将块设备添到系统
调用void blk_register_region()
来将块设备注册到系统中,函数如下所示:
/*
* Register device numbers dev..(dev+range-1)
* range must be nonzero
* The hash chain is sorted on range, so that subranges can override.
*/
void blk_register_region(dev_t devt, unsigned long range, struct module *module,
struct kobject *(*probe)(dev_t, int *, void *),
int (*lock)(dev_t, void *), void *data)
{
kobj_map(bdev_map, devt, range, module, probe, lock, data);
}
该函数会将块设备添加到bdev_map中,这是一个有内核维护的数据库,包含了所有的块设备。在打开块设备是,必然会调用blkdev_get,而blkdev_get会对bdev_map进行查询
添加磁盘和分区到系统中
为了将磁盘添加到系统中,使其可用,必须初始化磁盘数据结构并调用void add_disk(struct gendisk *disk)

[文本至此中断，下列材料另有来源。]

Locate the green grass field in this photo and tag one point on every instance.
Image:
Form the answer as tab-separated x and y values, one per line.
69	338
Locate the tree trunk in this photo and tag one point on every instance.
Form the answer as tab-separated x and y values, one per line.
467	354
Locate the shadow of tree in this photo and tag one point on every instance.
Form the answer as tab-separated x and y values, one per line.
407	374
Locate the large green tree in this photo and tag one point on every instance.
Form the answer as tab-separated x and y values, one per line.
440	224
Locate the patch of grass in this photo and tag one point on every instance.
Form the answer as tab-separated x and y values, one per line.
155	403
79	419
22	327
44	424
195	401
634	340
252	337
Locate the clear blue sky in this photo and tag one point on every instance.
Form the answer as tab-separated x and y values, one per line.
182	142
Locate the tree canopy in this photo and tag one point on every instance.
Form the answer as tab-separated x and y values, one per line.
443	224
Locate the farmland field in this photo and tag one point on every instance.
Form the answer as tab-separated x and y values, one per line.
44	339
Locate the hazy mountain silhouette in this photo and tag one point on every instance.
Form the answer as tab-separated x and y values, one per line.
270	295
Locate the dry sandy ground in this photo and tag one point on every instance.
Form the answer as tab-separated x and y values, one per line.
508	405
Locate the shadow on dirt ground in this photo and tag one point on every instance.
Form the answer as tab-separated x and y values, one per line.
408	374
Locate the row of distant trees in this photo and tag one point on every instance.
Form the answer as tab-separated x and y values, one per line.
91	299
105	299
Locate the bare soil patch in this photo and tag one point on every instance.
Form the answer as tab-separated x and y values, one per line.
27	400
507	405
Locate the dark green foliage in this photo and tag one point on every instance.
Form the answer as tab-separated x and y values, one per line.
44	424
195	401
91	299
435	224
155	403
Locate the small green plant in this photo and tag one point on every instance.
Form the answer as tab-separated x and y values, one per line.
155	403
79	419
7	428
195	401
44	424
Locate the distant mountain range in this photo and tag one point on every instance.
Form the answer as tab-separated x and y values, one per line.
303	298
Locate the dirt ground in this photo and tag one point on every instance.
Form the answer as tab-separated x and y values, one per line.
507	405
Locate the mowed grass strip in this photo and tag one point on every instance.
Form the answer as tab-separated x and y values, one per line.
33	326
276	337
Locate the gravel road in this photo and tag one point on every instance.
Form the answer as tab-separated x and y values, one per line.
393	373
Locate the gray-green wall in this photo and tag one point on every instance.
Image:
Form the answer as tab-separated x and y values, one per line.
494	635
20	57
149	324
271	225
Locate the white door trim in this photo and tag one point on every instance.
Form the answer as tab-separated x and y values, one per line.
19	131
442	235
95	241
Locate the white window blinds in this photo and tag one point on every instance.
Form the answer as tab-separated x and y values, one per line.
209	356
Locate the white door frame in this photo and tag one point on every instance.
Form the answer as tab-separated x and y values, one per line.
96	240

方法。其中将磁盘和分区添加到系统中的整个调用流程如下图所示:
接下来我们分别研究研究在该流程中的一些重要函数都做了些什么重要的事情。
add_disk(gendisk*)函数
/**
* add_disk - add partitioning information to kernel list
* @disk: per-device partitioning information
* This function registers the partitioning information in @disk
* with the kernel.
*/
//添加分区磁盘到分区系统
void add_disk(struct gendisk *disk)
{
struct backing_dev_info *bdi;
dev_t devt;
int retval;
/* minors == 0 indicates to use ext devt from part0 and should
* be accompanied with EXT_DEVT flag. Make sure all
* parameters make sense.
*/
WARN_ON(disk->minors && !(disk->major || disk->first_minor));
WARN_ON(!disk->minors && !(disk->flags & GENHD_FL_EXT_DEVT));
disk->flags |= GENHD_FL_UP;
/**
* blk_alloc_devt - allocate a dev_t for a partition
* 根据磁盘的主次设备号信息为磁盘分配设备号
* 这里要特别注意的是:blk_alloc_devt是阻塞的。。。
*/
retval = blk_alloc_devt(&disk->part0, &devt);
if (retval) {
WARN_ON(1);
return;
}
disk_to_dev(disk)->devt = devt;
/* ->major and ->first_minor aren't supposed to be
* dereferenced from here on, but set them just in case.
*/
disk->major = MAJOR(devt);
disk->first_minor = MINOR(devt);
//调用disk_alloc_events初始化磁盘的事件(alloc|add|del|release)处理机制。
//在最开始磁盘事件会被设置为被阻塞的。
disk_alloc_events(disk);
//调用bdi_register_dev将磁盘注册到bdi
bdi = &disk->queue->backing_dev_info;
bdi_register_dev(bdi, disk_devt(disk));
//调用blk_register_region将磁盘添加到bdev_map中
blk_register_region(disk_devt(disk), disk->minors, NULL,
exact_match, exact_lock, disk);
/* 调用register_disk将磁盘添加到系统中。主要完成:
* 将主设备的分区(第0个分区)信息标记设置为分区无效
* 调用device_add将设备添加到系统中
* 在sys文件系统中为设备及其属性创建目录及文件
* 发出设备添加到系统的uevent事件(如果能获取分区的信息,则也为分区发送uevent事件)。
*/
register_disk(disk);
/*
调用blk_register_queue注册磁盘的请求队列。主要是为队列和队列的调度器在设备的
sys文件系统目录中创建相应的sys目录/文件,并且发出uevent事件。
*/
blk_register_queue(disk);
/*
* Take an extra ref on queue which will be put on disk_release()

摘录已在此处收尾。